To explore the heterogeneity within these major assembly states, we trained a 10D latent variable model on the remaining high-resolution images (D=256, Nyquist limit of 3.3 Å). We visualized the resulting 10D latent encodings using UMAP33, and observed particle super-clusters corresponding to major classes of LSU assembly (Fig. 5b) and sub-clusters that aligned with Davis et al.’s minor class assignments (Supplementary Fig. 4)32. We found that when provided latent codes from these clusters, the decoder network generated structures matching the major (Fig. 5c) and minor (Supplementary Fig. 5) assembly states of the LSU. With the 10D latent variable model, we also noted a clearly separated cluster of particles assigned to class A, and structures sampled from this region of latent space reconstructed the 70S ribosome, an impurity in the dataset (Supplementary Fig. 6). Finally, we identified a small cluster of ∼1,200 particles in latent space adjacent to the class C cluster whose particles were classified into class E by Davis et al. (Supplementary Fig. 4). The density map reconstructed by the deep coordinate network from this region revealed a previously unreported assembly intermediate that we newly call class C4. Like the other class C structures, class C4 lacked the central protuberance, but bore clearly resolved density for helix 68, which was only present in classes E4 and E5 from Davis et al32. Traditional voxel-based back-projection of the particle images constituting this cluster reproduced a similar, albeit lower-resolution structure, confirming the existence of this structural state in the original dataset (Supplementary Fig. 6).

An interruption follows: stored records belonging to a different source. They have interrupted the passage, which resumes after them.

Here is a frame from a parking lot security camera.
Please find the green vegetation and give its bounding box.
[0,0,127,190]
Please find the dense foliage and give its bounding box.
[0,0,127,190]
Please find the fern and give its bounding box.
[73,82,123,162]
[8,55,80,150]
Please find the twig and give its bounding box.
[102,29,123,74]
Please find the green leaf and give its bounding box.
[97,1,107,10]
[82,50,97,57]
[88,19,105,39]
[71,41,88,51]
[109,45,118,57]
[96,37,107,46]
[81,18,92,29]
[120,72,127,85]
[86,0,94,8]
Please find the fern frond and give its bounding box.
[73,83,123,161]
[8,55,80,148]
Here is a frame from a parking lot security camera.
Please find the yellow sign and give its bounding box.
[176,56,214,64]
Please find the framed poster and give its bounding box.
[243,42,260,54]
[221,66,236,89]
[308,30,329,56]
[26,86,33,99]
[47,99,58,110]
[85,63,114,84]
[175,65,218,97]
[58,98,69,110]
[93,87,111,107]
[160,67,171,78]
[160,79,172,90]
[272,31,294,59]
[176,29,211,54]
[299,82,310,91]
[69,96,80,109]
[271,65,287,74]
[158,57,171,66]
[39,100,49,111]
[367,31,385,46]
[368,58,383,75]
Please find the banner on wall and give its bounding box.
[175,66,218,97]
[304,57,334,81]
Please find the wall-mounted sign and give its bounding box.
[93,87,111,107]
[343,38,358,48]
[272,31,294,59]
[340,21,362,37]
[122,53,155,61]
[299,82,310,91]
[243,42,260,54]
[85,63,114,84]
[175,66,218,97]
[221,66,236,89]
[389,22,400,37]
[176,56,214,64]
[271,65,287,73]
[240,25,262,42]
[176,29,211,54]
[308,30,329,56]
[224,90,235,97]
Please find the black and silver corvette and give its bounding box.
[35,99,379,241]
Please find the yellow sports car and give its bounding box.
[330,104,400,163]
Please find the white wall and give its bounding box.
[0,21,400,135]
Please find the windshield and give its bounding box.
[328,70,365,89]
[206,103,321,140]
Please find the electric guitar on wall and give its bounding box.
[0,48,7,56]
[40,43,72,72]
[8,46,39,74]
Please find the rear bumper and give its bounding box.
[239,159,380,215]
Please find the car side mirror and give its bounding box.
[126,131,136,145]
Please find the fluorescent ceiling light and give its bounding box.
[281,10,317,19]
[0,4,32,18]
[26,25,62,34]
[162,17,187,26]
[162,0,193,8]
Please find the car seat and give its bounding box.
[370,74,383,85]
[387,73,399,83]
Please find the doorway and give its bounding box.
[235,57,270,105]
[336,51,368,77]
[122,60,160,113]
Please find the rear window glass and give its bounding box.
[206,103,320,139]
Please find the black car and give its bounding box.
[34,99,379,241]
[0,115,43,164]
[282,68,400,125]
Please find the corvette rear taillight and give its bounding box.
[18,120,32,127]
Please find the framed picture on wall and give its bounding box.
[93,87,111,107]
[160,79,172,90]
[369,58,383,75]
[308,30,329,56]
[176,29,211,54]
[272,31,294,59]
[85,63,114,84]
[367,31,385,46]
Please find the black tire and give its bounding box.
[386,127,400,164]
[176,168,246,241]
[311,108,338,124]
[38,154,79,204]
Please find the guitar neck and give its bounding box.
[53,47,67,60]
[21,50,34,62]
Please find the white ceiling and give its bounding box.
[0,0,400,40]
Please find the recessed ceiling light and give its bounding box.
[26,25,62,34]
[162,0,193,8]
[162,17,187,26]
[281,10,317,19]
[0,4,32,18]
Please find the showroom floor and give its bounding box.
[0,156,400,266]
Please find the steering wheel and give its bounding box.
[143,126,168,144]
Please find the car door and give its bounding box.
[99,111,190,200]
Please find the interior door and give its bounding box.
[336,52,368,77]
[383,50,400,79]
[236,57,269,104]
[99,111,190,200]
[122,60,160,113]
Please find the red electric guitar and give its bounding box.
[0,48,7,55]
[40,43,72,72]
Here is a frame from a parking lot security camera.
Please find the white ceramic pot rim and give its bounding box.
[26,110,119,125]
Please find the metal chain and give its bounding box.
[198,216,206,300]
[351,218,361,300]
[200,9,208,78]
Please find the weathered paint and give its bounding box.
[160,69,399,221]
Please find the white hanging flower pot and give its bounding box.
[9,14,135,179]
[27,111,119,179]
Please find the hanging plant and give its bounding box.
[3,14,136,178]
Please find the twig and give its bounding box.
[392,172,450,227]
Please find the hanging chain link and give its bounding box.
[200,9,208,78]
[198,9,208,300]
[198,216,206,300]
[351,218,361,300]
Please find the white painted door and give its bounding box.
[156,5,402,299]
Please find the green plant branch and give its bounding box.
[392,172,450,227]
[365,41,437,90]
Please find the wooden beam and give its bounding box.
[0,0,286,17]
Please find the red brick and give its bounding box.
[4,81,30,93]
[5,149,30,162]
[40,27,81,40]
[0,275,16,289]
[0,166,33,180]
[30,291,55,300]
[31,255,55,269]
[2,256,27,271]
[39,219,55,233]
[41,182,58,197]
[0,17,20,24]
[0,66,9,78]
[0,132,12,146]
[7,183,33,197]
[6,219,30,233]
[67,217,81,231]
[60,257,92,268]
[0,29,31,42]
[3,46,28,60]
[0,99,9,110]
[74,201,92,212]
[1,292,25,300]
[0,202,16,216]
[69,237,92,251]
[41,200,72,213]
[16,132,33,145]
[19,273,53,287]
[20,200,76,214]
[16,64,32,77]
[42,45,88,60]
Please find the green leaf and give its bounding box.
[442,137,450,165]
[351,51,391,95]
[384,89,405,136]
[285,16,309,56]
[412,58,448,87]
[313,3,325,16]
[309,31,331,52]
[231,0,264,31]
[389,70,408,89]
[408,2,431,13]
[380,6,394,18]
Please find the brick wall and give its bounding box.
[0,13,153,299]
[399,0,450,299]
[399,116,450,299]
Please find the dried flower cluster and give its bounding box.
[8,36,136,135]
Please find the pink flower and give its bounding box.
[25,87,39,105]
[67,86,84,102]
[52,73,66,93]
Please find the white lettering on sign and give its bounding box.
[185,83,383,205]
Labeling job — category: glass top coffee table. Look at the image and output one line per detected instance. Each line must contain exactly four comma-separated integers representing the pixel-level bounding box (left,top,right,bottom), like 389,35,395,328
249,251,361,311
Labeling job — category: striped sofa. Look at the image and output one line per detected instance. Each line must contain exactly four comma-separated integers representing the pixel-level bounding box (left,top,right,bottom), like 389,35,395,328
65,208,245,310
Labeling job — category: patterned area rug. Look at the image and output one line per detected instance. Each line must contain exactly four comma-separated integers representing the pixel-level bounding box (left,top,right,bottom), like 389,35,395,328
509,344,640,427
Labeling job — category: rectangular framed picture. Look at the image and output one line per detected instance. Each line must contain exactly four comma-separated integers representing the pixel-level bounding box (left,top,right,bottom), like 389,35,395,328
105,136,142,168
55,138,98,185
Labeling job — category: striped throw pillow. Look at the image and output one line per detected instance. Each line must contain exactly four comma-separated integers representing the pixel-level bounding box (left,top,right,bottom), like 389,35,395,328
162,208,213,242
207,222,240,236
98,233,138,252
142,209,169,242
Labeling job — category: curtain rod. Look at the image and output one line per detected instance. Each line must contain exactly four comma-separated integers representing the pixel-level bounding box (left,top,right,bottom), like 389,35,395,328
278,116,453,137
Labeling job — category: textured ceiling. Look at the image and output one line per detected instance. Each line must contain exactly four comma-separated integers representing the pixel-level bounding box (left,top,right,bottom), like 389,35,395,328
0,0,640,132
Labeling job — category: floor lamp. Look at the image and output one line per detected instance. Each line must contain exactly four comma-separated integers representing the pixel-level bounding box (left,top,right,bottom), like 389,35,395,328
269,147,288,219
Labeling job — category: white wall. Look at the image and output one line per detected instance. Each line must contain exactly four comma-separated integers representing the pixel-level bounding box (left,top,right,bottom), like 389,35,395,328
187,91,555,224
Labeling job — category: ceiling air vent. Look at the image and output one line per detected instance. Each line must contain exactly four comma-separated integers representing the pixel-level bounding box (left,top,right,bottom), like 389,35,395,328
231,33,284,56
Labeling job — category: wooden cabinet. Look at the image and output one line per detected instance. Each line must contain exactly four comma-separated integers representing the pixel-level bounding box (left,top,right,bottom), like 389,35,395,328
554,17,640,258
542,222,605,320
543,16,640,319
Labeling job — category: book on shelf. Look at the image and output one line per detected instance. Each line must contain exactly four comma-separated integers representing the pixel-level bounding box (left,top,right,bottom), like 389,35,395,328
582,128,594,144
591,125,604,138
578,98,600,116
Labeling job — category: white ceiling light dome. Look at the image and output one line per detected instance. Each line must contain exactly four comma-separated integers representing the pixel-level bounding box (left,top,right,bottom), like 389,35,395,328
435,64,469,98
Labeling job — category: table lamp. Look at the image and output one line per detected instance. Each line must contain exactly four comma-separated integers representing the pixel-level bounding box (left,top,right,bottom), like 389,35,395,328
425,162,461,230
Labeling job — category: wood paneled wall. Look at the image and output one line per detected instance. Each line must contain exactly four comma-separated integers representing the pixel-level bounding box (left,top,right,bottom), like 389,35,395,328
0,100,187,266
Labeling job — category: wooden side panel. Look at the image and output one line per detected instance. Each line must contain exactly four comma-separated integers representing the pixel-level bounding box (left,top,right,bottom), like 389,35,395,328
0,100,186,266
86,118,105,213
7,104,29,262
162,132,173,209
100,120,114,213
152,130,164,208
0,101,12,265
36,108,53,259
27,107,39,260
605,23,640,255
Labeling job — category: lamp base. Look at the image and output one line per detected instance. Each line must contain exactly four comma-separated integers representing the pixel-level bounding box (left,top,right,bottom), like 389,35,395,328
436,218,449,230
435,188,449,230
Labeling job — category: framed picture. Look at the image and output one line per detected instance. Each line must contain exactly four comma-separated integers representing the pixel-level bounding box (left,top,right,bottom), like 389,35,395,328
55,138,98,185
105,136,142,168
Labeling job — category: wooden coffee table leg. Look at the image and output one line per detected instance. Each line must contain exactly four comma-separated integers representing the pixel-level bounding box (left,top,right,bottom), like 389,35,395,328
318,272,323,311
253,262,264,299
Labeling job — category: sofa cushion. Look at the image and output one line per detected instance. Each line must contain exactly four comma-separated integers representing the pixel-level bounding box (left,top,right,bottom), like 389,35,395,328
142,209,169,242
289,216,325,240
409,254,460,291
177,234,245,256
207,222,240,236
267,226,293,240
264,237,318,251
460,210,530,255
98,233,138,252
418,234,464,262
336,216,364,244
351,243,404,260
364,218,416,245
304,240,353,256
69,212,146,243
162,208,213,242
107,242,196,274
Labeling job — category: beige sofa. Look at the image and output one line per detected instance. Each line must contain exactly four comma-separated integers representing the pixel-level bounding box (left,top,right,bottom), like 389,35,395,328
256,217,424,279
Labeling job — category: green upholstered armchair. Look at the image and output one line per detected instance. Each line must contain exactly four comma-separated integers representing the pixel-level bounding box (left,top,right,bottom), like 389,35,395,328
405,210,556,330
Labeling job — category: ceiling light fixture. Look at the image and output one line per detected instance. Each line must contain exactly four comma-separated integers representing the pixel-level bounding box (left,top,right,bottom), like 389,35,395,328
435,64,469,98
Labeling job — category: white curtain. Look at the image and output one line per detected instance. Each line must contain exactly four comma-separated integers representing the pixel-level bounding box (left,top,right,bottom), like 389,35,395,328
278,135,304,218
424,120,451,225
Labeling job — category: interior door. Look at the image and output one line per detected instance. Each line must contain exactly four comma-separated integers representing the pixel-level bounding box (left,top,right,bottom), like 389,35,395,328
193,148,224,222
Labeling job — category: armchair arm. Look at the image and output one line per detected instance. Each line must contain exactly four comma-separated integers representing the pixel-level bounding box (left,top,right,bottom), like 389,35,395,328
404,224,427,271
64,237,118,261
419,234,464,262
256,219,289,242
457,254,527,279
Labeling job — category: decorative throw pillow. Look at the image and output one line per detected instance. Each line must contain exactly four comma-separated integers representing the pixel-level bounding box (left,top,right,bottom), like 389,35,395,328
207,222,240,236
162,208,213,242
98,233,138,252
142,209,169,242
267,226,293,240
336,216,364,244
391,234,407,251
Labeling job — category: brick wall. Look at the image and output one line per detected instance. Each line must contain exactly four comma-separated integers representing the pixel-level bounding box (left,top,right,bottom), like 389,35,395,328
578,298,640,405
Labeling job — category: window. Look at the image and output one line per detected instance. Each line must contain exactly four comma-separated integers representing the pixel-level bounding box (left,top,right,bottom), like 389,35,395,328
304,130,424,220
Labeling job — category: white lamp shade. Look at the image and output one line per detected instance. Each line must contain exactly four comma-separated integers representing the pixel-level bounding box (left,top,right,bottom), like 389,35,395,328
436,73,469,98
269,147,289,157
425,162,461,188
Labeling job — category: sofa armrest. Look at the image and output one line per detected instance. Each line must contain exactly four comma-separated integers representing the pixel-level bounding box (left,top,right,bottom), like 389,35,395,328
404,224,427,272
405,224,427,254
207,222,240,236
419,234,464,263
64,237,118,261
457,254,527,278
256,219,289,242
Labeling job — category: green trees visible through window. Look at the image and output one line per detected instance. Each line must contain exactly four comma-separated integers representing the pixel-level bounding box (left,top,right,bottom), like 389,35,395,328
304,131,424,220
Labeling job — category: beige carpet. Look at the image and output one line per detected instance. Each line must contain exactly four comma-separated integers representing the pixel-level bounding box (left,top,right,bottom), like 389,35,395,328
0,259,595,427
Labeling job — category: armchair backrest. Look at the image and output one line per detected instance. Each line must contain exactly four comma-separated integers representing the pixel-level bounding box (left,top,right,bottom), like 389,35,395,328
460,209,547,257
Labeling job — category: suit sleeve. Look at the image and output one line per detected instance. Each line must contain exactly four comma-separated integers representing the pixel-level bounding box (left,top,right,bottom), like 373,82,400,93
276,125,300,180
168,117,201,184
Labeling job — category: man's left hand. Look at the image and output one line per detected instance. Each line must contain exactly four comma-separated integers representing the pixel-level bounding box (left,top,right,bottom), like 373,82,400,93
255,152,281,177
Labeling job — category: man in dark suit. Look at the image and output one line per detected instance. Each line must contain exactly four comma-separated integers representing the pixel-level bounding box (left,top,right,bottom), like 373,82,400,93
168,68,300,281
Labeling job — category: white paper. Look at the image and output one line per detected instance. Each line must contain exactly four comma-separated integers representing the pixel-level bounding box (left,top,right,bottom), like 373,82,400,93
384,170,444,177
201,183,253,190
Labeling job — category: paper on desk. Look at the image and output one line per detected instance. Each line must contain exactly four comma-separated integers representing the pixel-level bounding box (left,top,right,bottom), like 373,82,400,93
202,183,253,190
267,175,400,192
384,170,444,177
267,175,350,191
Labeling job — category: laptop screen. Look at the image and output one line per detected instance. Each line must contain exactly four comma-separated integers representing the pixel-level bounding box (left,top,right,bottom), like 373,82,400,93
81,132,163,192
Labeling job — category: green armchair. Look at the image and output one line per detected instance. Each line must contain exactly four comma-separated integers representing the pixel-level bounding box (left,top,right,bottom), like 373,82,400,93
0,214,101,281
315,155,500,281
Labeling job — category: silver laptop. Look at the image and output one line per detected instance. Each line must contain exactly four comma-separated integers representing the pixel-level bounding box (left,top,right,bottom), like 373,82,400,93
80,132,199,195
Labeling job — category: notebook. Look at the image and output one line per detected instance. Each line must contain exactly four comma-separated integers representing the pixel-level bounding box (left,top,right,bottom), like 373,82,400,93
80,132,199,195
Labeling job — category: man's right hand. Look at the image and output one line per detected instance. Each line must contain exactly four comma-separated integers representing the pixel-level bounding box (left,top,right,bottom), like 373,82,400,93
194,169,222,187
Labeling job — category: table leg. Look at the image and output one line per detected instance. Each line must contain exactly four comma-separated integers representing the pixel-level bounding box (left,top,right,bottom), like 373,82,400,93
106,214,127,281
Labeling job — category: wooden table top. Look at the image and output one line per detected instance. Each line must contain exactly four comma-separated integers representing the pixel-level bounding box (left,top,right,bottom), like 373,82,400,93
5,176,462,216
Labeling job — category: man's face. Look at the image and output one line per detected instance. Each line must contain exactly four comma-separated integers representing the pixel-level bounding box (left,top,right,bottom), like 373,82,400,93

CryoDRGN reveals dynamic continuous motions in the pre-catalytic spliceosome
Finally, we evaluated the performance of cryoDRGN in analyzing micrographs of the pre-catalytic spliceosome (EMPIAR 10180)34. Plaschka et al. employed extensive expert-guided focused classifications to reconstruct a composite map for this complex and suggested that the complex sampled a continuum of conformations34. To understand how cryoDRGN would encode such continuous structural heterogeneity in latent space, we first trained a 10D latent variable model on the downsampled images (D=128, Nyquist limit of 8.5 Å) using image poses derived from a consensus reconstruction. Multiple clusters were observed in the latent space encodings (Fig. 6a). After sampling structures from the latent space, we observed expected spliceosome conformations from the largest cluster, poorly resolved structures from the leftmost cluster, structures lacking density for the SF3b domain from a third cluster, and additional density consistent with particle aggregation from the uppermost cluster (Fig. 6b). To focus our analysis on bone-fide pre-catalytic spliceosome particles, we leveraged the latent space representation to eliminate any particles that mapped to the undesired clusters from two replicate runs, which resulted in a final particle stack of 150,098 images.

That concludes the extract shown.